Figure 4: Sample count and actual election results for the 2020 GE. The 95 percent CI (i.e. error margin) of the sample count are given in red while the actual results are in black dots. Interestingly, the actual election results deviates from the error margin for quite a number of electoral divisions. This warrants further investigation, see next figure.

Despite the supposedly lower error margins (due to the increase in the number of polling stations), we observed that eight out of the 31 electoral divisions in the 2020 GE have their actual vote proportions lying outside of the sample count error margin (outside of ±1.96 SD). To investigate this anomaly, we plotted the scaled errors, given by (actual - sample count proportions) divided by the SD. Out of the eight “outlying” electoral divisions, six of them were skewed towards negative values, indicating that the sample count overestimated the majority vote proportion. Notably, for the remaining two positive-value “outlying” electoral divisions, one of it was won by the opposition party. Overall, this suggests that the sample count estimates are somewhat biased towards the ruling party i.e. it tends to overestimate the ruling party’s vote proportion. One possible explanation is that the sample count process is not entirely random. Due to COVID-19, the Elections Department Singapore has prescribed timebands for voters to stagger the flow of voters into polling stations. This staggering of voters could have decreased the randomness of the order in which votes were cast and possibly affected the randomness of the sample count.
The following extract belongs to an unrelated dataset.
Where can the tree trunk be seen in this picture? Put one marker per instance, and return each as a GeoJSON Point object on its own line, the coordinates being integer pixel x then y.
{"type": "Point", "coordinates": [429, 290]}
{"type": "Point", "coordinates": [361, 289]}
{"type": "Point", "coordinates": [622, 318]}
Distribution of scaled error in the sample count estimates for 2020 GE. Here, we defined the scaled error to be the (actual - sample count proportions) divided by the SD. Notably, the scaled errors are skewed towards negative values and do not follow a normal distribution (black line).
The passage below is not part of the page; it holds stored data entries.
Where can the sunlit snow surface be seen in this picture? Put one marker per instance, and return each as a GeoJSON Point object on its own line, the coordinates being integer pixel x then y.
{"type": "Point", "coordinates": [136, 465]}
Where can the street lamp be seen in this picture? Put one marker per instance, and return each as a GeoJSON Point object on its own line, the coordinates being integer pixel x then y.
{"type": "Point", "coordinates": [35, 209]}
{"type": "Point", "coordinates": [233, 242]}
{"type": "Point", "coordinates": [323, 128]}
Figure 5: Distribution of scaled error in the sample count estimates for 2020 GE. Here, we defined the scaled error to be the (actual - sample count proportions) divided by the SD. Notably, the scaled errors are skewed towards negative values and do not follow a normal distribution (black line).
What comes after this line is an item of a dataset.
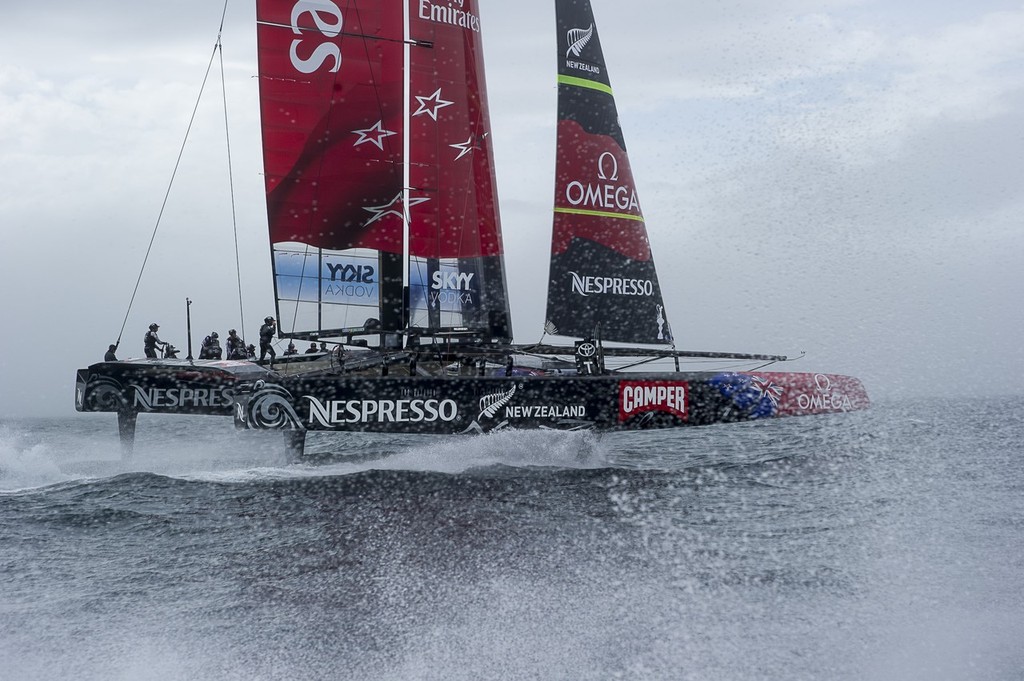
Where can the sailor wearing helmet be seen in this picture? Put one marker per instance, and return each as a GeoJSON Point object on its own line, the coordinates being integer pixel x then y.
{"type": "Point", "coordinates": [265, 337]}
{"type": "Point", "coordinates": [152, 340]}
For the numerically inclined, the actual numbers for 2020 GE are presented below:

Concluding Remarks

In conclusion, hopefully I have brought about a better understanding of the sample count process and error of margin involved in the estimates. It is also amazing to point out that we are able to make rather accurate estimates of the population proportion with a relatively small number of samples.